Curt D. Furberg, a native of Sweden, worked for 11 years at the US National Heart, Lung, and Blood Institute and now teaches at Wake Forest University School of Medicine. Dr. Furberg is a member of the US FDA Advisory Committee on Drug Safety and Risk Management.
Health hazards – nuclear reactors, guns, and contaminated foods – surround all of us, so governments take an active role in limiting these hazards through regulations, which, in many cases, are very successful. But the situation is far different concerning the safety of prescription drugs. Indeed, as far as protecting the public is concerned, drug safety is the regulator’s neglected stepchild.
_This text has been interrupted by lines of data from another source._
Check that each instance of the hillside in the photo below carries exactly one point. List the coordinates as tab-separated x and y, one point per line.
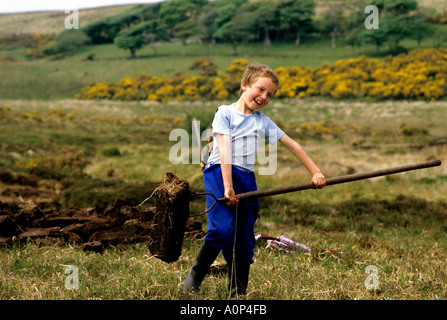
51	22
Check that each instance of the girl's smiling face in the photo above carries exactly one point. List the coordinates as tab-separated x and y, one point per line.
258	95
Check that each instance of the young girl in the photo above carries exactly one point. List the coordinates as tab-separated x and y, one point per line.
229	171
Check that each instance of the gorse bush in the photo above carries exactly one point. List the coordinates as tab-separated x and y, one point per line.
419	74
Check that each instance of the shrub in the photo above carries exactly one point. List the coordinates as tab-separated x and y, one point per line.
420	74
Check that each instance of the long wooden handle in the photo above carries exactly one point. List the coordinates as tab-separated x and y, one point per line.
337	180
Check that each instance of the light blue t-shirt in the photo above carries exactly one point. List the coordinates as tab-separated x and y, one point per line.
245	132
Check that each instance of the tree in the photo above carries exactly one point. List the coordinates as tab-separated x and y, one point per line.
128	40
296	15
215	17
184	31
333	21
134	38
174	12
397	23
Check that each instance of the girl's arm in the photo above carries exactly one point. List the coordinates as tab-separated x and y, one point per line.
317	177
224	145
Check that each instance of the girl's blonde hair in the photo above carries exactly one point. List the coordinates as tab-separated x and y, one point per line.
255	71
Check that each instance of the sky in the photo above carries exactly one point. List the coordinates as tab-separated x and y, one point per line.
15	6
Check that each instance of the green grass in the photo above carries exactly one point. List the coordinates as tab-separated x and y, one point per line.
396	224
61	79
66	152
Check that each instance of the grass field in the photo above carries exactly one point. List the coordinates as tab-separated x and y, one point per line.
62	152
397	223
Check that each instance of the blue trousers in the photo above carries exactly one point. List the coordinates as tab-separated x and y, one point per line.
221	220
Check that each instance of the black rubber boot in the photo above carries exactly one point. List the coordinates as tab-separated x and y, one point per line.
238	279
205	258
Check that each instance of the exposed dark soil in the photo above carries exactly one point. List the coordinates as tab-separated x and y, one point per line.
120	222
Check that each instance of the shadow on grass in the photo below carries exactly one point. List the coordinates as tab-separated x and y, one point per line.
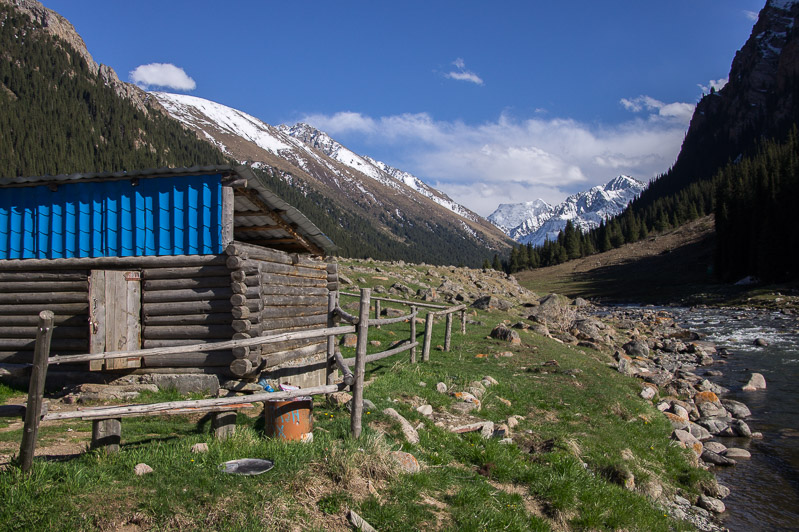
669	277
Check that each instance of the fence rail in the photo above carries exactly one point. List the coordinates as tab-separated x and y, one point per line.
106	428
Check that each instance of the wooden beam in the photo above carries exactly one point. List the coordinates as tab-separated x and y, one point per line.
256	228
253	196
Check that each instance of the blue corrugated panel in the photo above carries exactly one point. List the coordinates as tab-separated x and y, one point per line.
160	216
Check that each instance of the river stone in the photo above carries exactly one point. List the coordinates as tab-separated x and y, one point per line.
716	459
689	441
648	392
711	504
736	408
636	348
714	425
501	332
716	447
756	382
491	303
706	397
680	412
741	428
425	410
736	453
406	461
677	422
626	367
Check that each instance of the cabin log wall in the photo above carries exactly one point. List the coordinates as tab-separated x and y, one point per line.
250	291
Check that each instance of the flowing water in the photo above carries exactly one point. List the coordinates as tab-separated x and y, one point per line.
765	488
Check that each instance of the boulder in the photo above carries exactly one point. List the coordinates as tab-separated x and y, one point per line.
407	429
491	303
736	408
406	461
756	382
736	453
501	332
636	348
711	504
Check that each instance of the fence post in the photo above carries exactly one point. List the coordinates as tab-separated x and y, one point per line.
360	363
428	336
413	334
33	408
448	335
332	300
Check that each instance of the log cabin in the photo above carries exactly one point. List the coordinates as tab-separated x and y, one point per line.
160	258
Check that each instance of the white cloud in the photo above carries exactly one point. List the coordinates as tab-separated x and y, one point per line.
716	84
162	75
678	111
510	160
461	74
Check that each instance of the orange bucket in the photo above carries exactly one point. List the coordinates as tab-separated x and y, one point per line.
289	420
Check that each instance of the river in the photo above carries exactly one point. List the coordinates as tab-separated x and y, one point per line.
765	488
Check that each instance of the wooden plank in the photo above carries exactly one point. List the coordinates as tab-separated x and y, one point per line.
46	275
199	294
26	287
294	271
214	359
150	285
79	320
112	263
68	309
190	332
287	280
202	346
360	364
33	408
278	290
185	272
42	298
227	208
185	307
138	410
273	324
290	312
213	318
428	335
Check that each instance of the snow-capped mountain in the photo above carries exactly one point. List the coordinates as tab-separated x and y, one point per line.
536	221
389	199
373	168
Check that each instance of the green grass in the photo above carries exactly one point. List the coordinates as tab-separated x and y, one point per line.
583	429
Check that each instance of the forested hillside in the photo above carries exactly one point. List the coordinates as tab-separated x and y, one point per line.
58	116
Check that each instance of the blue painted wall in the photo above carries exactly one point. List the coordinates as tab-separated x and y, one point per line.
159	216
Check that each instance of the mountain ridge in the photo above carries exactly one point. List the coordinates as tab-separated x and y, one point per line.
536	221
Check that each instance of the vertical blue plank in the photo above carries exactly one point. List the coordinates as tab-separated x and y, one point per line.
71	217
163	225
207	219
126	220
111	208
178	220
193	220
4	217
56	231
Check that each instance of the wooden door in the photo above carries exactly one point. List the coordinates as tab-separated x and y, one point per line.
115	316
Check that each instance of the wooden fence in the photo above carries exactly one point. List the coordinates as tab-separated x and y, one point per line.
106	421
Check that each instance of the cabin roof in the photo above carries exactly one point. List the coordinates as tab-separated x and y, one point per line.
260	216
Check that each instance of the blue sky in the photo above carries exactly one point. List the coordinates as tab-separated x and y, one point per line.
491	102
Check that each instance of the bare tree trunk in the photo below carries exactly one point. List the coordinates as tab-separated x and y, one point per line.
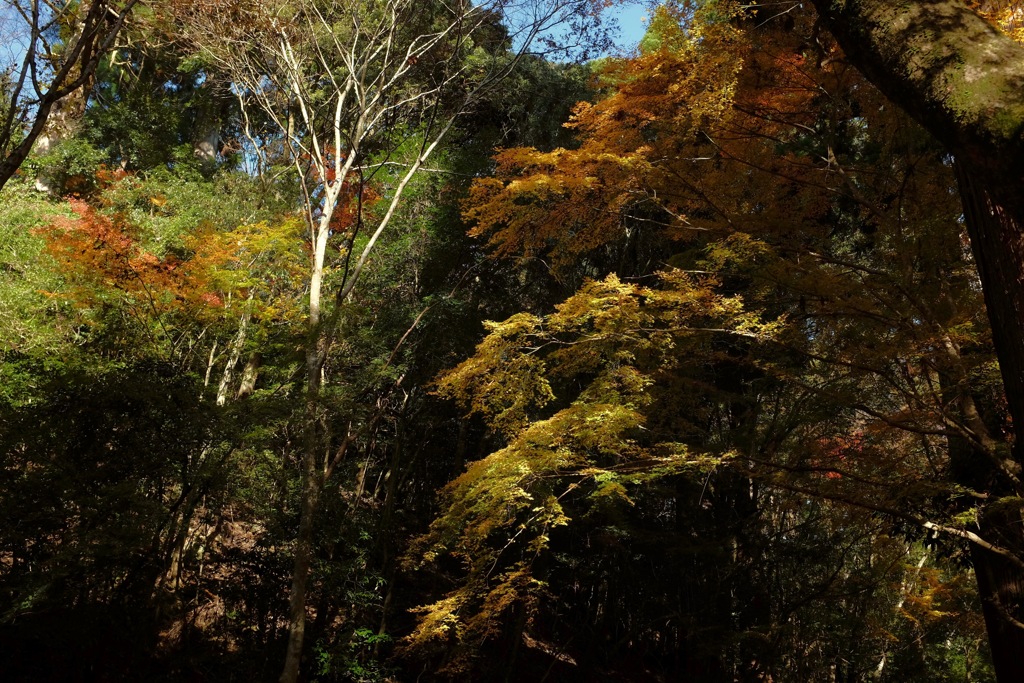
311	486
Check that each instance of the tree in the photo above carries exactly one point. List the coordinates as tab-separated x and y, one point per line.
783	182
343	88
64	43
962	79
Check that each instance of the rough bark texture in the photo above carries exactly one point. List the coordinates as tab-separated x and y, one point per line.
964	81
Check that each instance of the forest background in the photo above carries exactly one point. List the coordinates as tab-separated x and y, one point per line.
424	341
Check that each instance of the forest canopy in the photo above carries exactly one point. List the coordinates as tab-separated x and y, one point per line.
393	341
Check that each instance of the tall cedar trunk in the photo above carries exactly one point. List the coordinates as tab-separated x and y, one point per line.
964	81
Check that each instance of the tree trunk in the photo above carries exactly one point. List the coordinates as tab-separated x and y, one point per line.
312	482
964	81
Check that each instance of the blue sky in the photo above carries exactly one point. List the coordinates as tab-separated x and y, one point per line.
630	19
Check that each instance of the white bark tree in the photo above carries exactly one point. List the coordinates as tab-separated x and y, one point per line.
52	50
341	82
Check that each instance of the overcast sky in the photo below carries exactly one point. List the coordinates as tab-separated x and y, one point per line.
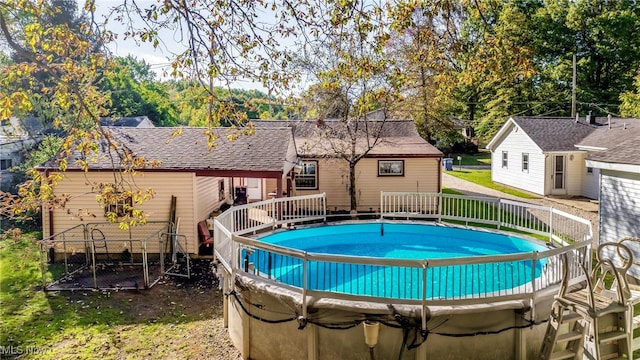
157	58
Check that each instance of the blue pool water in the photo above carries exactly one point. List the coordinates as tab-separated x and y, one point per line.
398	241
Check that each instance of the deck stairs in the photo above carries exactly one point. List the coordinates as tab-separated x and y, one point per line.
588	320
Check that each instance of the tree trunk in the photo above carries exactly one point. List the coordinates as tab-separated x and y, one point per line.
352	186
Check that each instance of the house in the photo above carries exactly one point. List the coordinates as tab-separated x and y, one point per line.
16	138
200	178
546	156
619	205
128	121
400	160
608	135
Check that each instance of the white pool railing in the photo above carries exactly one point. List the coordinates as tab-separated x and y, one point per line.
572	233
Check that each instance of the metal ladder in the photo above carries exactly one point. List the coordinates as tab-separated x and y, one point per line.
603	313
564	338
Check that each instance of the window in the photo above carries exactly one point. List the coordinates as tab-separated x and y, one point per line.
390	167
307	178
116	203
221	190
5	164
122	206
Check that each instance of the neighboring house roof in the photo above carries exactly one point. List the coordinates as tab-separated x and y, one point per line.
328	137
610	133
625	152
549	133
14	129
128	121
265	150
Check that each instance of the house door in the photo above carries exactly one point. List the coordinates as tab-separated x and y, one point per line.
559	175
254	189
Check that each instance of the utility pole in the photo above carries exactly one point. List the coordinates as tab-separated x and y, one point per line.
573	89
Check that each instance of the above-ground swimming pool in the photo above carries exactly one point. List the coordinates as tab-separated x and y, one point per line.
398	254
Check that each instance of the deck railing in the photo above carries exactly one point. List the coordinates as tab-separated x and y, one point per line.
426	282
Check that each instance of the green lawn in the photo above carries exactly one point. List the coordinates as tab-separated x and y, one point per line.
481	158
167	321
483	177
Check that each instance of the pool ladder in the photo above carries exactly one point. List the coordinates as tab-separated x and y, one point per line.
593	321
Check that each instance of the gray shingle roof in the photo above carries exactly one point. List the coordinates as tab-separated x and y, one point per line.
127	121
265	150
611	134
328	137
624	153
555	134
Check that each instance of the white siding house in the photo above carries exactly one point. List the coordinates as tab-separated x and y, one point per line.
539	155
609	134
556	149
619	213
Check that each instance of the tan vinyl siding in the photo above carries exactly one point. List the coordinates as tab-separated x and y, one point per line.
619	205
420	174
164	185
333	179
207	196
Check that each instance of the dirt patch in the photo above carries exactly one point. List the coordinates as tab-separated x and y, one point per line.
176	319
The magnitude of the problem is huge. In the United States alone, it is estimated that every year up to 100,000 patients die due to serious adverse drug reactions (ADR’s). If true, drug-induced death would qualify as the fourth or fifth leading cause of death (depending on which mortality estimates are used). Moreover, the direct annual hospital costs attributable to ADR’s run into the billions of dollars, and this does not include all the suffering that ADR’s cause that does not lead to hospitalization (or death).
The difficulties in determining cause and effect must be acknowledged. Whether a patient’s death or hospitalization is due to a particular drug, the underlying illness, or a combination of the two can be hard to determine. But this makes drug safety all the more important.